In the end the Council of Twelve, as it was called when the Watch convened a major meeting, was split six to six on the issue, and the deciding vote went to Admiral Yates. The order was given to seek the immediate destruction of the battlecruiser Kirov and therefore close the possibility, once and for all, that the ship would ever again return to plague the Royal Navy of the past. High ranking officials in the US government were always seated as members of the Twelve, and when Kirov was seen to sortie again in the Pacific they saw to it that orders were quickly relayed to find and sink the ship at any cost.

She sighed inwardly, realizing that if the time breach was something peculiar to the ship itself, its cause would now never be discovered. Perhaps that is for the better, she thought. The power to change the course of events in the here and now was a heady enough drink for any man to stomach, or any woman. The power to change the course of history by altering past events was too great to even fathom. Yet she wondered, even now, what the men aboard that ship ever truly learned about what had happened to them.

Then the intelligence line rang again and her reverie broke. She came back to the moment, seeing Captain MacRae still standing there, hat in hand, looking at her strangely as though he could discern the inner turmoil of her thoughts. She smiled wanly, attempting to give him a thin reassurance that she was still in the fight, then reached for the line.

“Fairchild….Yes…. I see. Very well. Yes, I think we’d better have a look, but be discrete. Report as soon as you know more.”

“More bad news?” asked MacRae.

She cocked her head to one side, considering. “Well here’s a strange bird,” she said. “That was Mack Morgan. I guess I ruffled his feathers over that lapse with Salase, and now he’s ferreting out anything he can find. Well, it may be nothing, but he seems to have gotten wind of an operation underway in the Caspian—a Russian operation. It appears that some unusual assets are deploying to the Makhachkala area, and it involves a ship called the Anatoly Alexandrov.”

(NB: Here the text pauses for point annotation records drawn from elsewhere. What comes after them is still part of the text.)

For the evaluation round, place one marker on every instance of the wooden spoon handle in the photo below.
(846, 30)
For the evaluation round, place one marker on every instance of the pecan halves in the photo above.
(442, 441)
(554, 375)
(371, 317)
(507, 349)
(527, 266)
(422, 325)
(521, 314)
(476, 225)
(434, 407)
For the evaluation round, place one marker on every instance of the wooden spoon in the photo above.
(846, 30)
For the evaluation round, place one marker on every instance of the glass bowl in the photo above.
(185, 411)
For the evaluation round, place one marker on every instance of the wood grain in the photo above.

She was typing something at her computer terminal. “That’s odd. I just looked it up on the register and it’s a floating nuclear reactor; not a warship—presently anchored ten kilometers off the Caspian coast and listed as inactive. It seems Intel picked up a lot of activity at the Russian naval base at Kaspiysk, and that ship seems to be the focal point. We have helos out there. Think we might be able to sneak a peek with some long range cameras?”